Loading rate-dependent frictional resistance of a sawcut fracture in granite for prediction of thermoshearing

Abstract

The coupled TM behavior of fractured rock masses should be evaluated for the long-term safety of the deep geological repository. Thermally induced fracture shear slip, i.e., fracture thermoshearing, might cause increase in fracture permeability. In this study, the thermally induced shear slip of a sawcut granite fracture was investigated in laboratory. Multistage biaxial shear test, consisting of mechanical shear test and thermoshearing test, was conducted on the true triaxial apparatus, and acoustic emission (AE) signals were recorded throughout the experiment. Effect of loading rate on frictional resistance of the fracture was investigated by conducting mechanical shear tests, and we found that friction coefficient of the fracture decreases in proportion to the increase in the logarithm of loading rate.

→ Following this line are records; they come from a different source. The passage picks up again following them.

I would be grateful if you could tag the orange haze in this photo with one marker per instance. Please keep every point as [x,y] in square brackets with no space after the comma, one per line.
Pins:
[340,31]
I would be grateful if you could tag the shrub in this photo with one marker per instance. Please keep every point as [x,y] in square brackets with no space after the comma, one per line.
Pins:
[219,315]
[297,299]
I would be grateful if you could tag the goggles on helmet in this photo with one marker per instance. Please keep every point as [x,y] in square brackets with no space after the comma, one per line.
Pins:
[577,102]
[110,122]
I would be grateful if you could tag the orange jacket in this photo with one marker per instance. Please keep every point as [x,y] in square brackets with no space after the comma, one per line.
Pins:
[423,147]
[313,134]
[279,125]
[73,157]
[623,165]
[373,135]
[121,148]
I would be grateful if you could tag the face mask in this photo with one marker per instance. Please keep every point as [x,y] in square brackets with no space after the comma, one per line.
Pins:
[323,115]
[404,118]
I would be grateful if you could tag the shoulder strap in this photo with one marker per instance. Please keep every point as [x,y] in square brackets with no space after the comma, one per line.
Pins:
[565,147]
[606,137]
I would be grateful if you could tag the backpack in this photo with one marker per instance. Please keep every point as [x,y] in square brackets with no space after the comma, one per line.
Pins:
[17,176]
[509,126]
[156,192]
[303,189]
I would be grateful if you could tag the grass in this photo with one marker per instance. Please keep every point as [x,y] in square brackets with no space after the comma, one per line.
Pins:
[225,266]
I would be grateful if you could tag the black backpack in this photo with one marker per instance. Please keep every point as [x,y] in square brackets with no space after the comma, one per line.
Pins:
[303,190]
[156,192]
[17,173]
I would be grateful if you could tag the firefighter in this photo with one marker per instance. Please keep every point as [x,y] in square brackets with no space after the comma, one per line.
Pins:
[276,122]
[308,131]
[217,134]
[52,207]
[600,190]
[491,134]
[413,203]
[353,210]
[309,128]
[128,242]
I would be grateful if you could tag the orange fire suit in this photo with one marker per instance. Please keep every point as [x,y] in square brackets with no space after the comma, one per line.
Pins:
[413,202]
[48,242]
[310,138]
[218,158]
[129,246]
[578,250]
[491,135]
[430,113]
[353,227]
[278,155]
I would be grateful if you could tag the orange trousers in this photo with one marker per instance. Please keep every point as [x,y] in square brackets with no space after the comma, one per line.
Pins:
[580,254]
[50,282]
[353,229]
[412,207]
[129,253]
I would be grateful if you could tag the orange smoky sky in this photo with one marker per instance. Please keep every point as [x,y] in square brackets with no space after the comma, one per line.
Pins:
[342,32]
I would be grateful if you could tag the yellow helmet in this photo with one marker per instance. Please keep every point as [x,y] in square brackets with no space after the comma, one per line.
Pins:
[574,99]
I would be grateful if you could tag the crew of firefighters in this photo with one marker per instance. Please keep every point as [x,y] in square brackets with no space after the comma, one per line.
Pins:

Under mechanical loading rates of 1×10−3 MPa/s and 5×10−3 MPa/s, the failure envelopes with friction coefficients of 0.78 and 0.74 were obtained, respectively. Thermoshearing test was conducted via heating in the direction of the constant minimum principal stress while expansion was restricted in the other direction of the maximum principal stress. A maximum loading rate caused by thermal stress was observed at around 0.9×10−3 MPa/s. Shear slip of the fracture occurred during the heating, and this can be well predicted by the Mohr-Coulomb failure envelope, which was obtained from the mechanical shear test at a similar loading rate.